Two Approaches to Investing: Value and GrowthSubmitted by MIRUS Financial Partners on November 5th, 2020
There are so many stocks available in the market. But how do you determine which ones to invest in? Most successful investors embrace objective criteria for buying and selling stocks and avoid emotional decision-making. These criteria tend to fall into one of two approaches: value investing and growth investing.
Value investors are bargain hunters. They tend to purchase stocks that are undervalued relative to the company's intrinsic worth. Growth investors are looking for quick profits. They look for companies that are growing quickly and offer the most significant potential for increasing share prices. Both approaches have their merits and their challenges.
Value investors want to purchase shares that are underpriced compared with their full worth. Exceptionally low valuations can occur for many reasons. When organizations wrestle with business challenges such as legal problems or management difficulties, they deal with short-term issues that might not affect the company's true value. Sometimes a company isn't expanding at a rate that raises stock prices, or it failed to make the news, stay in the limelight, or otherwise stay "hot."
Value investors buy on the expectation that share price will eventually rise to reflect what they believe is the stock's fair value. Value investors are especially interested in a stock's price-earnings— its share price divided by its earnings per share — and looks at the price-to-sales ratio, the dividend yield, the price-to-book ratio, and the rate of sales growth.

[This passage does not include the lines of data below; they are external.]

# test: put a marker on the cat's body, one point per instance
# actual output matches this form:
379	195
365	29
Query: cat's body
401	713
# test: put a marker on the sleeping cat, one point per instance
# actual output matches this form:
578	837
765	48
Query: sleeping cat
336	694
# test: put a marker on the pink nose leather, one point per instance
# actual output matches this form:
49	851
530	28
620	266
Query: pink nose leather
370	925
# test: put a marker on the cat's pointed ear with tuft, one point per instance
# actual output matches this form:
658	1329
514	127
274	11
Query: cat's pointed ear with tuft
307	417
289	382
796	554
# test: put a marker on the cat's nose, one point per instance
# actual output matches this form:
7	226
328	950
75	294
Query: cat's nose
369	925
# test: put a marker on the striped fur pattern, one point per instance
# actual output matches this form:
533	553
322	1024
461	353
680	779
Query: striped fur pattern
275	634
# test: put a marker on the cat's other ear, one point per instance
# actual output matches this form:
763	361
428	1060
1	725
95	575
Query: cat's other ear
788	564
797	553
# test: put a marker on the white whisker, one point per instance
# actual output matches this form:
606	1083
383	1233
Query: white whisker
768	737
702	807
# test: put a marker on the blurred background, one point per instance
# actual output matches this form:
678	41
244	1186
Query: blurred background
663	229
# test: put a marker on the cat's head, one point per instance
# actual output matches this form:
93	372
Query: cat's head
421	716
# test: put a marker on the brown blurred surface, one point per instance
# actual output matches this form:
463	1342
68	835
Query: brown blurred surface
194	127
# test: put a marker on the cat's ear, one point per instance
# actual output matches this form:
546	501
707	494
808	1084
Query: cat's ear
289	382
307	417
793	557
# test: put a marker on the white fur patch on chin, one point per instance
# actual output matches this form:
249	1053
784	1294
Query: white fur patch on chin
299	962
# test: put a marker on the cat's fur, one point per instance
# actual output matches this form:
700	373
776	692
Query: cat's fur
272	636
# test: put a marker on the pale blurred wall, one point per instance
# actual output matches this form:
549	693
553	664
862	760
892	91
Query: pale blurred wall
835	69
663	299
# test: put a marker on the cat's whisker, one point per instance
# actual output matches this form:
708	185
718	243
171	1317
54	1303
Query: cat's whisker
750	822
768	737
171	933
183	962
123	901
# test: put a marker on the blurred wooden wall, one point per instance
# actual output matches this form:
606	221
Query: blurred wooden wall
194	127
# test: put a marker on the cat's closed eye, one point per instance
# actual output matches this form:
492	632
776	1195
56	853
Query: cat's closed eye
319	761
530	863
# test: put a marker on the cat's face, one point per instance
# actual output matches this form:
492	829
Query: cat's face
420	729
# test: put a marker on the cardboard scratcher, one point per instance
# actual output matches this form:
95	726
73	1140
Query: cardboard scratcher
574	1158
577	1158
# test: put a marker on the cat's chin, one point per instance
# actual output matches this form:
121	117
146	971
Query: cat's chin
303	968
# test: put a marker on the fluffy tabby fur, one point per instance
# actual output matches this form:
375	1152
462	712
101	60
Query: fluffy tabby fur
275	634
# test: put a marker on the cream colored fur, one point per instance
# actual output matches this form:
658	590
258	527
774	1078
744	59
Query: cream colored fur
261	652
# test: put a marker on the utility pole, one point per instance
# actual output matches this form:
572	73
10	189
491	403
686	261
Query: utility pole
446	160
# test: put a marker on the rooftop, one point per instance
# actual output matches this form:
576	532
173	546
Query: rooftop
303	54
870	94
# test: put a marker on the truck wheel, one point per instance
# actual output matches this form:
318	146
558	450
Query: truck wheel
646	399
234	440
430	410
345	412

Value investors want to know:
• What would the business be worth if acquired?
• What would the company be worth if all its assets were sold?
• Does the company have hidden assets the market is ignoring?
• What are the intangible assets, such as a trusted brand, a strong management team, or dominance in the category?
Some value investors are also contrarian investors. Contrarians want to zig while others zag. They look for the overlooked, ignored, or misunderstood stocks. The challenge is to know whether low values are due to overlooked factors or are actually accurate stock price assessments. That's why value investors and contrarians spend a lot of time with corporate financial reports, hoping to find overlooked information that tells them more about a company's management, operations, products, and services.
Growth-oriented investors want to ride a company's growth trajectory. This is an exciting strategy that can end in great profits or disappointment. Growth investors want to avoid overpaying for stock in anticipation of earnings that could eventually fall short of expectations.
These investors seek out rapidly expanding organizations, newer companies, and firms in emerging industries. These are the kinds of companies that offer the greatest potential for fast expansion and price appreciation. But they are also stocks that come with greater risk.
Growth investors study the increases in a stock's sales per share or earnings per share (EPS) and are less interested in P/E ratios. Some growth investors also consider a stock's valuation and look for what's called "Growth At a Reasonable Price" (GARP).
Growth investors want to know:
- Is the industry growing?
- What's the stock's recent growth performance?
- Are sales and earnings per share accelerating from quarter to quarter and year to year?
- Is the volume of trading in the stock rising or falling?
- Will company announcements spark accelerated investor interest?
Which Investing Style is Best?
These two styles vie for popularity. Sometimes the popularity of growth stocks and value stocks fluctuates. Like so many other things in life, the popularity of investing styles trends up and down regularly. Many investors utilize both styles, so their portfolios are better positioned to grow regardless of the market environment.
Whether the growth or value or a combination approach appeals to you, substantial criteria are needed to the best chances of success. It's essential to analyze company fundamentals such as operations, expenses, and the industry's future to determine share value. Long-term investors tend to focus on these kinds of fundamental data.
No one style is best. Revisiting your investing goals, timelines, and risk tolerance is a good way to evaluate your preferred investment style. A qualified financial advisor can help you understand how to utilize each style, or a combination of styles, in ways that help you meet your long-term investment goals.